Death During a Heat Wave

August 11, 2021

Who am I to say the birds don’t know the forecast, too?

Today a pair of finches are tending their nest in the oak tree. They feed their young as vigilantly as they’ve ever fed themselves, if not more so.

From a swaying nest four tiny heads pop out in tolls of hunger. The parents aren’t far away. The larger of them condescends the other from a high branch as the little one forages on the ground. Then he buzzes up to the nest with a bounty of bug vomit to share. The realest elixir of life.

I’m pretty sure they know how hot it’s going to get, but this is a different kind of knowing than I have. They aren’t suffering yet, and I doubt either parent lost any sleep.That’s not to say they don’t worry, but this is a different kind of worry than I have. We can all learn to dance with death, they tell me. With duty and gentleness and gratitude.

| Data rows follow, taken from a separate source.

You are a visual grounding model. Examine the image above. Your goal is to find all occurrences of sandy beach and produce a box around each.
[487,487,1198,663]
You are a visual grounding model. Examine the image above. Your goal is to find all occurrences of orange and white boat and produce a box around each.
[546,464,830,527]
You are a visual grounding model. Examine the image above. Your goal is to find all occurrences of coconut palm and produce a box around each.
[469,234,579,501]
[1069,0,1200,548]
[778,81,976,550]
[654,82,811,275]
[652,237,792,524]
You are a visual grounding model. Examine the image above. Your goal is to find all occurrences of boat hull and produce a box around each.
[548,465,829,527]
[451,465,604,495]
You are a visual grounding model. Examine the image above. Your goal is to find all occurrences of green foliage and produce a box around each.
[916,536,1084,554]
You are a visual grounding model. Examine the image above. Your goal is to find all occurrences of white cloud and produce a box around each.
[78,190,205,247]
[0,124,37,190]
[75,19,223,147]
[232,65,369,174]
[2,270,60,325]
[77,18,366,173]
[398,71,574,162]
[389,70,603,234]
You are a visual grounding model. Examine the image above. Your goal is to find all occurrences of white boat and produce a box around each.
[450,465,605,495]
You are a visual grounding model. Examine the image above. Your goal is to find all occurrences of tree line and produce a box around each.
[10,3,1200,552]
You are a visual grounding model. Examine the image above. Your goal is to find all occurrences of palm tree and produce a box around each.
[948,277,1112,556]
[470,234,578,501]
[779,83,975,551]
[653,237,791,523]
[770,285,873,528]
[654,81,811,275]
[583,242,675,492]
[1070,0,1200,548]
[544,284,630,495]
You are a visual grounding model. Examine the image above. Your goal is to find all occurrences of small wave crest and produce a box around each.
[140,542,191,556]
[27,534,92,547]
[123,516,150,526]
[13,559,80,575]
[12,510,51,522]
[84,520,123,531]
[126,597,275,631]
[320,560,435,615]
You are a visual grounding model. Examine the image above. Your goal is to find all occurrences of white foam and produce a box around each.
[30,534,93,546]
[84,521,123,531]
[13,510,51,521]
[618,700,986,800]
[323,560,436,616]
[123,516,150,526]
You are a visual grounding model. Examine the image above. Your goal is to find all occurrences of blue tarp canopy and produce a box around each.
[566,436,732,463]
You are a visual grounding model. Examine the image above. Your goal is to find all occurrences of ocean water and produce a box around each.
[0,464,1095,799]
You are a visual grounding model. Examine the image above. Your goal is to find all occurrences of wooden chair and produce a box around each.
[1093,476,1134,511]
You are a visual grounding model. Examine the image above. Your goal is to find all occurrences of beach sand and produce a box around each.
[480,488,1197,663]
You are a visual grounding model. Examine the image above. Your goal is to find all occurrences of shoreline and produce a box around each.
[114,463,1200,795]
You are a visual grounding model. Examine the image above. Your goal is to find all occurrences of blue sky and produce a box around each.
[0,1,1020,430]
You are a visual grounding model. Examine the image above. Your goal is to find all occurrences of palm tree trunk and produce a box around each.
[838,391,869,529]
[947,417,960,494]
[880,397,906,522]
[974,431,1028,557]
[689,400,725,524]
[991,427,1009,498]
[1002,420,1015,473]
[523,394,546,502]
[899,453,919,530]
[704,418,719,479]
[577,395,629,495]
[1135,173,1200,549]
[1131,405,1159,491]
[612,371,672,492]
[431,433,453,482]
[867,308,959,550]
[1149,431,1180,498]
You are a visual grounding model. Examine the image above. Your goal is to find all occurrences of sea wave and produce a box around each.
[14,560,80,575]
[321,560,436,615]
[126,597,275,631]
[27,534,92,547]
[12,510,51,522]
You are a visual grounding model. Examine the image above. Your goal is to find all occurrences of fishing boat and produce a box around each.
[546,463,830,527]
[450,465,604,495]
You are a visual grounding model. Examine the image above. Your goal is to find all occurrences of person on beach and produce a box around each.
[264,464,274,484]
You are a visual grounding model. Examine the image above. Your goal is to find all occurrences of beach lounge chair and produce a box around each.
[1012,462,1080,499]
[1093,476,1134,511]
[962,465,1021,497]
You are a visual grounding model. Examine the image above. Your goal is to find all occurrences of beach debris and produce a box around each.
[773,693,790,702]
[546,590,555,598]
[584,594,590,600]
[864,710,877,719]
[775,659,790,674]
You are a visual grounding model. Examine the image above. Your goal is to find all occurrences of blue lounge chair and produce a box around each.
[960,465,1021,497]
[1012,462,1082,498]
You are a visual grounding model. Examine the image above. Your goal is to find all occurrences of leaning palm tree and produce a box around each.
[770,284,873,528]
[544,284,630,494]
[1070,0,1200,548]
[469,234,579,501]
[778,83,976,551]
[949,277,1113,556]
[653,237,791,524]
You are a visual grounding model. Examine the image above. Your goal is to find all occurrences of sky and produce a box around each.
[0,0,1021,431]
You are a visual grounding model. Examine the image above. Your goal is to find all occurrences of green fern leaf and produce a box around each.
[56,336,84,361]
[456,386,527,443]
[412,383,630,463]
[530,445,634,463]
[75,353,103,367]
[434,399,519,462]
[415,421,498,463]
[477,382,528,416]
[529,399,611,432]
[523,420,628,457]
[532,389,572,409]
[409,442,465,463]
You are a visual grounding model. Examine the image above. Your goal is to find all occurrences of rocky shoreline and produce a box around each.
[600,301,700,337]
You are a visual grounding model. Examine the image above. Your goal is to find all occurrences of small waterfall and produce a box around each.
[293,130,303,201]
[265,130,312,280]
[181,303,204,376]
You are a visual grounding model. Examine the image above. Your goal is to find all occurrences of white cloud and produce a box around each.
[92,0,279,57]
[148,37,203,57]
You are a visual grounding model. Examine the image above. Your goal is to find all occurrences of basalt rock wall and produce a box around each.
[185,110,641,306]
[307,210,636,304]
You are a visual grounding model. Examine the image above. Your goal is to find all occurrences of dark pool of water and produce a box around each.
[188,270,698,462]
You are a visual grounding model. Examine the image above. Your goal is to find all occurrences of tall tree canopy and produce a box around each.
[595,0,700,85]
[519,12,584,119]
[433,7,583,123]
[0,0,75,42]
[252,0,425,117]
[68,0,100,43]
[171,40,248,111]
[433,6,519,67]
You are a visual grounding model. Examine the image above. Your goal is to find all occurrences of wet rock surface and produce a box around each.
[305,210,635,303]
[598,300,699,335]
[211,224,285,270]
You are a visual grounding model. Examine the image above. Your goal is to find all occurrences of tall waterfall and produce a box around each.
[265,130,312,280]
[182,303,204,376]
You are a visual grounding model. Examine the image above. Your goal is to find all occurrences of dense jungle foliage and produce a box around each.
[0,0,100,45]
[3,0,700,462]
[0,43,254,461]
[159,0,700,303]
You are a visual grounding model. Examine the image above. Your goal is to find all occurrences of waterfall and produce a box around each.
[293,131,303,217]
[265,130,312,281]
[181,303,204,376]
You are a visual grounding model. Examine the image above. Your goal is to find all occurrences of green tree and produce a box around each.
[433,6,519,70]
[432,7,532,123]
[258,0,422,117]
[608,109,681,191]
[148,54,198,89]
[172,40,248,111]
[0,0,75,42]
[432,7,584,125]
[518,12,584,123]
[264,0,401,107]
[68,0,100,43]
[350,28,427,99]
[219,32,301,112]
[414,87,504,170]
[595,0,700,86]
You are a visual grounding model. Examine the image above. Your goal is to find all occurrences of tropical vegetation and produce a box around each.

They tell me it’s high time to cultivate a practice of surrender, so fancy. Right now my practice looks kinda like a Shakespearean tragedy, or some other cathartic performance art. It’s okay. I don’t have to be as graceful as the birds are, even though I have considerably less at stake.

Just chill human, they say. I can let go of the idea that I should save the earth, in fact it’s important. She’s not asking for that. I can water my flowers if it makes me feel better, but I know all of their blossoms will fall later today.I’ll water my flowers either to give them a fighting chance or to add dramatic flair to their demise, both respectable choices.

The petals will go, and I get to collect them. An honor and a privilege. I wont interfere with the earth’s own collection of petals, and all of the fledglings that will drop from their nests into her arms this week. I get to witness the unfolding.